Before concluding, we emphasize that it is crucial to bear in mind the limitations of measuring concepts in text more generally. Although there is evidence that internal experiences are reflected in language use (Boyd & Pennebaker, 2017; Tausczik & Pennebaker, 2010) and can be recovered by external observers (Koutsoumpis et al., 2022), there are still important factors to consider. First, not all internal states appear to be equally observable in text (Kennedy et al., 2021). Second, it is still an open question to what extent manual coding for internal states accurately captures the intentions of the author, rather than manual coders’ subjective perceptions (Boyd & Schwartz, 2021; Kennedy et al., 2022; Koutsoumpis et al., 2022; Vazire, 2010). There is still a need for extensive validation of the concepts extracted from text by manual coders against alternative measures including self-reports, observer reports, physical states, and actual behaviors (Amador Diaz Lopez et al., 2017; Bleidorn & Hopwood, 2019; Boyd & Schwartz, 2021; Kennedy et al., 2021; Lykousas et al., 2019; Malko et al., 2021; Matsuo et al., 2019; Troiano et al., 2019; Vine et al., 2020). Finally, existing methods for measurement in text usually involve substantial simplification. For instance, nuanced internal states are often reduced to binary indicators (e.g., whether the emotion of joy is present in the text or not). While such reductions facilitate our analyses (including those relying on text mining), they can dispose of important details about the intensity with which individuals perceive and communicate their internal experiences.

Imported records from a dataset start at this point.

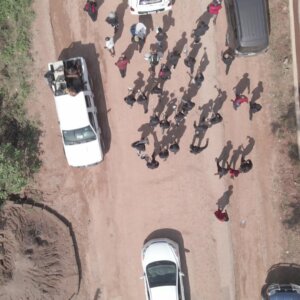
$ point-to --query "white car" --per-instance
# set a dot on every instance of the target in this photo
(76, 110)
(143, 7)
(162, 276)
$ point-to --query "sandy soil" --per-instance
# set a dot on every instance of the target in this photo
(116, 206)
(36, 256)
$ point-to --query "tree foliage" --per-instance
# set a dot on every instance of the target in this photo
(19, 137)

Bearing these limitations in mind, we demonstrate how manual coding of internal states can be reliably extended across many texts using different text mining methods. While we examined method families separately for simplicity and clarity, researchers can also effectively combine them. For example, dictionaries can be enhanced with the help of distributed representations (Di Natale & Garcia, 2023; Garten et al., 2018; Mpouli et al., 2020), and dictionary outputs can serve as input for supervised machine learning methods (Farnadi et al., 2021). We consider text mining methods as valuable tools that can augment our analytical capabilities, but are prone to replicating the shortcomings of our research procedures (Grimmer et al., 2022). Therefore, it is important to rely on text-based measures that are rooted in theory and substantive knowledge about the concepts of interest (Grimmer et al., 2022; Kennedy et al., 2022), evolve through engagement with textual data (Lazer et al., 2021; Nelson, 2017), and are built with consideration of potential structural biases inherent in our data and computational methods (Bonikowski & Nelson, 2022).

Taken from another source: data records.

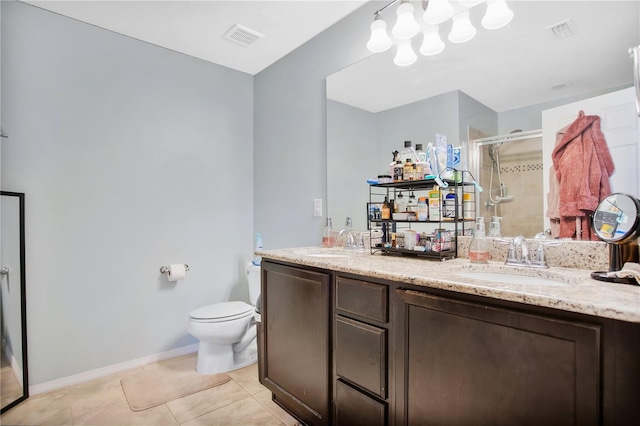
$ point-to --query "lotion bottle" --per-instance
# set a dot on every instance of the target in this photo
(479, 247)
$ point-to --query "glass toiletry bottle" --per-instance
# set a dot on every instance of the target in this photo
(479, 247)
(423, 209)
(386, 209)
(400, 205)
(407, 152)
(393, 162)
(408, 170)
(434, 203)
(328, 239)
(494, 227)
(469, 208)
(398, 172)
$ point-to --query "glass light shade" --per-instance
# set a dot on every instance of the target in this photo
(437, 11)
(406, 25)
(432, 44)
(498, 15)
(470, 3)
(462, 30)
(379, 41)
(405, 55)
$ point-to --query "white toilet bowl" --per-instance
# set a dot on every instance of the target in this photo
(227, 331)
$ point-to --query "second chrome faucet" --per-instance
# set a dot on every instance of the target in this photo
(519, 253)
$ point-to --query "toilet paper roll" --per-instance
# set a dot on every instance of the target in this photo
(177, 272)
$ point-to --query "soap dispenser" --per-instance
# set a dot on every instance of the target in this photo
(479, 247)
(494, 227)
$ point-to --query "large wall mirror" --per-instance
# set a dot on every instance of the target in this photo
(14, 383)
(497, 83)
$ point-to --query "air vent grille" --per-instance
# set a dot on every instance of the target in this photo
(243, 35)
(562, 29)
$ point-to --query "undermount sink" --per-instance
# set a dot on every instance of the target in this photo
(325, 252)
(326, 255)
(508, 278)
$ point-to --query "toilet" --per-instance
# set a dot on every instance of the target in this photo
(227, 331)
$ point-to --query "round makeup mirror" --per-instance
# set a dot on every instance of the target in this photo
(616, 221)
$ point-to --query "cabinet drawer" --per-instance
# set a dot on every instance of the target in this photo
(362, 298)
(361, 355)
(355, 408)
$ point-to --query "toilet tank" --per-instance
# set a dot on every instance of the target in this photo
(253, 279)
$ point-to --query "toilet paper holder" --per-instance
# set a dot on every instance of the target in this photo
(165, 269)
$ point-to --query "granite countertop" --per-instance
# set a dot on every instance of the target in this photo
(571, 290)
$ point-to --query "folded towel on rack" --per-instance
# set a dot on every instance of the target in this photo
(629, 270)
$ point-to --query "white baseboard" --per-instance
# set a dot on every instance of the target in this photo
(111, 369)
(15, 365)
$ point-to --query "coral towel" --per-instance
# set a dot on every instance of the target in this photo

Big textual data come with their own limitations for applications in social and behavioral sciences (Boyd & Schwartz, 2021; Kern et al., 2016; Lazer et al., 2021; Macanovic, 2022). Therefore, it could be beneficial to supplement them with questionnaire, census, or experimental data (Boyd & Schwartz, 2021; Salganik, 2017; van Loon et al., 2020). Finally, as we have done in this survey, it is crucial to conduct transparent and reproducible text mining analyses (Nelson, 2019) and validate model performance against a reliable (human) reference (Bonikowski & Nelson, 2022; Grimmer et al., 2022; Grimmer & Stewart, 2013; van Atteveldt et al., 2021). We conclude by reiterating the advice of Grimmer and colleagues (2021): despite the abundance of data and computational tools, we should not disregard the valuable lessons learned working with scarce data by prioritizing theory, sound research design, and good implementation.